Dabei würden einfache Präventionsmaßnahmen helfen, die Brücke auch noch für weitere 20 Jahre zu erhalten, meint Wolfgang Bialas vom Bürgerbüro.

Die Madlower Brücke ist keine reine Holzbrücke, denn die Träger bestehen aus Stahl. Lediglich das Geländer und die Bohlen sind aus Holz. Dennoch seien regelmäßige Wartungen notwendig, da heimische Hölzer für heimische Schädlinge anfällig seien. Auch die Feuchtigkeit ist ein Problem. Das Gestrüpp am Spreeufer wuchert in die Höhe und überschattet den Rand des unteren Geländers, wodurch das Holz feucht bleibt und nach und nach porös wird. "Alles, was in die Holzkonstruktion hineinwächst, muss regelmäßig entfernt werden, damit das nasse Holz auch richtig trocknen kann und nicht schimmelt", erklärt Wolfgang Bialas.

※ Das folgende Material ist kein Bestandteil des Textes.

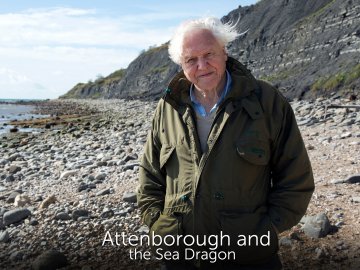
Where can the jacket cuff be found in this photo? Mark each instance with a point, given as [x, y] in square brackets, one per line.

In den letzten zwei Jahren hat sich, laut Bürgerbüro, niemand um die Brücke gekümmert. Wie sich zeigt, sind die unteren Querbalken an der Brücke vereinzelt angefault. Die Holzbohlen würden zwar noch einen guten Eindruck machen, sollten aber auch regelmäßig gereinigt werden, damit sich kein Moos in den Zwischenräumen sammeln kann, meint Wolfgang Bialas. Anschließend sollte das Holz mit einer schützenden Lasur überzogen werden. Wenn das nicht passiert, könnte der Madlower Brücke, in den nächsten zehn Jahren, ein ähnliches Schicksal wie den Buga-Brücken wiederfahren. "Im nächsten Jahr sollte dringend etwas passieren", rät Wolfgang Bialas. Regelmäßige Reinigungen und einfache Holzschutzmaßnahmen ersparen eine teure Rekonstruktion. "Wir wollen nicht, dass diese Brücke als nächstes geschlossen werden muss. Um sie zu erhalten, sind keine großen Aufwendungen nötig", so Wolfgang Bialas.